Don’t be put off by this store’s small size. There are treasures within.
Happyfeet is a relative recent addition to Prague’s small but centrally located second-hand record stores (bazary LP in Czech). Its location, the Lucerna Passage Complex, seems odd at first since the
complex tends to cater to tourists and slightly better-heeled clientèle. In its art-nouveau corridors you will find gourmet food shops, a Persian rug importer, stylish bars and cafes. So when I saw Happyfeet for the first time, I had to go in.
I have been going back ever since and over time I have made some great finds. The bulk of the collection is classic rock from the sixties to the present. There is also a decent selection of local rock/pop and small though well-stocked, soul/funk and jazz sections. The jazz albums are divided into local and foreign pressings, with the local releases being much cheaper. All of the records (except the discount ones) are in plastic protective sleeves.
Those records which were not able to find new owners have been turned into clocks. As much as I love vinyl, this struck me as a somewhat ignominious end for a record.
Specific albums I have found here include Leonard Cohen’s New Skin for the Old Ceremony, Bowie’s Scary Monsters, both in good condition at a reasonable price, which is not always the case. One of the drawbacks of the central location and the above-average range of stock is that the vinyl stock, especially the foreign, i.e. American and British, is a bit more expensive than other places. (Admittedly, in the last year or so there seems to be increasing parity among shops in Prague.)
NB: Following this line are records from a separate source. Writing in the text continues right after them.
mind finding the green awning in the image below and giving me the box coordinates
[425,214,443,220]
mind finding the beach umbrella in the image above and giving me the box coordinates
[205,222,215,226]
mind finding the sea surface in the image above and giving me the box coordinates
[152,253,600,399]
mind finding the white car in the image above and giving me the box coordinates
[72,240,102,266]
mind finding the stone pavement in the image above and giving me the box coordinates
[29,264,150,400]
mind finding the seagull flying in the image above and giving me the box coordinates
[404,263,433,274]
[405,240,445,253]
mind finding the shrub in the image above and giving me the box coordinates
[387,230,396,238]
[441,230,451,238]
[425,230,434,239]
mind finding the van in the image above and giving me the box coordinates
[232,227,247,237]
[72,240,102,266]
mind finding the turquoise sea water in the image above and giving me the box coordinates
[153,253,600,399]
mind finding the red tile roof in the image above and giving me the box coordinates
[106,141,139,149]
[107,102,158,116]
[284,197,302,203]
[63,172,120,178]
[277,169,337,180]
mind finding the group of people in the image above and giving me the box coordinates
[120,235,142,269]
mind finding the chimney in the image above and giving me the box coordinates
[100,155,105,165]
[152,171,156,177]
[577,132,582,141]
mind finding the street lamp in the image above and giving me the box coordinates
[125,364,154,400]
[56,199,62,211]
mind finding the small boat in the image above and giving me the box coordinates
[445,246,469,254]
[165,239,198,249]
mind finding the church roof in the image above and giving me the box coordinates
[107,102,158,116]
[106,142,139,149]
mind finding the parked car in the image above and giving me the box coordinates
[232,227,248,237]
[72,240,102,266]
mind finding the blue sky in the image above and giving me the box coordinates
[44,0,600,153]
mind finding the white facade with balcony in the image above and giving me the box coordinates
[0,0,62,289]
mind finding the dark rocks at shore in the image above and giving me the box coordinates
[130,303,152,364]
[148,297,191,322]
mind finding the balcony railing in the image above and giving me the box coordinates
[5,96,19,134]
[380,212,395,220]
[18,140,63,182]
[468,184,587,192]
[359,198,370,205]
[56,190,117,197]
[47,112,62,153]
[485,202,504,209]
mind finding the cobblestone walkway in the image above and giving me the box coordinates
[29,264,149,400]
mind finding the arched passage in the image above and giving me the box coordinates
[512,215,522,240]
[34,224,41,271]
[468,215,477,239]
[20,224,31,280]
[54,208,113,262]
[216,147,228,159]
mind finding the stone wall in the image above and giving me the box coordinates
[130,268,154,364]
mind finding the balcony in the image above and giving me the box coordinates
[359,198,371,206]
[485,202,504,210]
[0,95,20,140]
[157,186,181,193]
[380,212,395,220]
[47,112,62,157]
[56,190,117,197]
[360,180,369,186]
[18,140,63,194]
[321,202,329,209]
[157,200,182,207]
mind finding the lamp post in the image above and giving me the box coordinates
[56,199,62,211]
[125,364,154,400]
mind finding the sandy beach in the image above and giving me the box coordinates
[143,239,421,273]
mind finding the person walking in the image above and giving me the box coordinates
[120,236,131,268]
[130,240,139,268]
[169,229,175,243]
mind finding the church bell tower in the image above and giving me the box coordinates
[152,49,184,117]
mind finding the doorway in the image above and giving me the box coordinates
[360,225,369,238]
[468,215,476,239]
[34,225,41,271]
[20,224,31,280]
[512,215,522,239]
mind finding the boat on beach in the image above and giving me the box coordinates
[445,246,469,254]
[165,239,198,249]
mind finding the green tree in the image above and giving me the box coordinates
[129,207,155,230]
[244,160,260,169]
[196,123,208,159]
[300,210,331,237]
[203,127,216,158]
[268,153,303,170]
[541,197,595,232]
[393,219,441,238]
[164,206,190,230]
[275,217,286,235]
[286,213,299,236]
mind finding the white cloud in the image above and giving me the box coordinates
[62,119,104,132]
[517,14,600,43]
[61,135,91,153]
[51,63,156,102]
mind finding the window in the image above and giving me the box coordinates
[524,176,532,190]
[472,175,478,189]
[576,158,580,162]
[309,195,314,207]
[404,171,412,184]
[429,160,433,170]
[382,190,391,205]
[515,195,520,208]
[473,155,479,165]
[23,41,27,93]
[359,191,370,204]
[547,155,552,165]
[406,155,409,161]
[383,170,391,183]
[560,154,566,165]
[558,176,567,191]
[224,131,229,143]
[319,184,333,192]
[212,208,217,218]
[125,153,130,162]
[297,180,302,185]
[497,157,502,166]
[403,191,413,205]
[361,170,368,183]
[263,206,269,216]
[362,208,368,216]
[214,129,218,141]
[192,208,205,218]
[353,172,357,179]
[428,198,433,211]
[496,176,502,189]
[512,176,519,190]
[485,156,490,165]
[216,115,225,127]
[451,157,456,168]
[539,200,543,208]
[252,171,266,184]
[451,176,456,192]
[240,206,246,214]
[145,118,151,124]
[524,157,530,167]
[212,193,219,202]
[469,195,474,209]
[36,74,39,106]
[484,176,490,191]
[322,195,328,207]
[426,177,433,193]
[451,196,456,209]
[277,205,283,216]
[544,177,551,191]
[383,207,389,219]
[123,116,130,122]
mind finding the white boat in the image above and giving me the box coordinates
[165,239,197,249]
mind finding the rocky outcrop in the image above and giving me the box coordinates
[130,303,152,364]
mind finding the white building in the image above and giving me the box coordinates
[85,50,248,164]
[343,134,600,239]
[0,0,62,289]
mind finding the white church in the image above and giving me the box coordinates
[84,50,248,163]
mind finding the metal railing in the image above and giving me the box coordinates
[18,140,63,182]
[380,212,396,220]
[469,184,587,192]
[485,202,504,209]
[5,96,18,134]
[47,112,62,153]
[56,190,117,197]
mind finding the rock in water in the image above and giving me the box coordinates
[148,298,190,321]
On my most recent visit I was really spoilt for choice. Both the general stock and the discount section had a number of releases which piqued my interest. It took a lot of will to stick to the budget I had set myself. In the end I settled for Karel Plíhal’s first album and an album of csárdás by the violinist Sándor Lakatos. (Apologies to any Hungarian readers for writing his family name second but this is how it appears on the album.) I have been looking for the Plíhal album for a while, so there was no question that I would be taking it home. I have seen him in concert a couple of times and have some music on CD, but nothing on vinyl. My collection feels a little more complete with his sprightly yet melancholic songs among The Pixies and The Pogues.
Sándor Lakatos is an unknown quantity. I heard some csárdás when I was in Budapest a few years ago. The rhythms and spirit intrigued me, so I wanted to keep an eye out for more. Lakatos is deservedly called a virtuoso. His fiddle dances, croons and weeps from song to song, though the recording is a bit too clean for my taste. But it was a different time, a different aesthetic – a perfect example of the portals second-hand record shops can open up.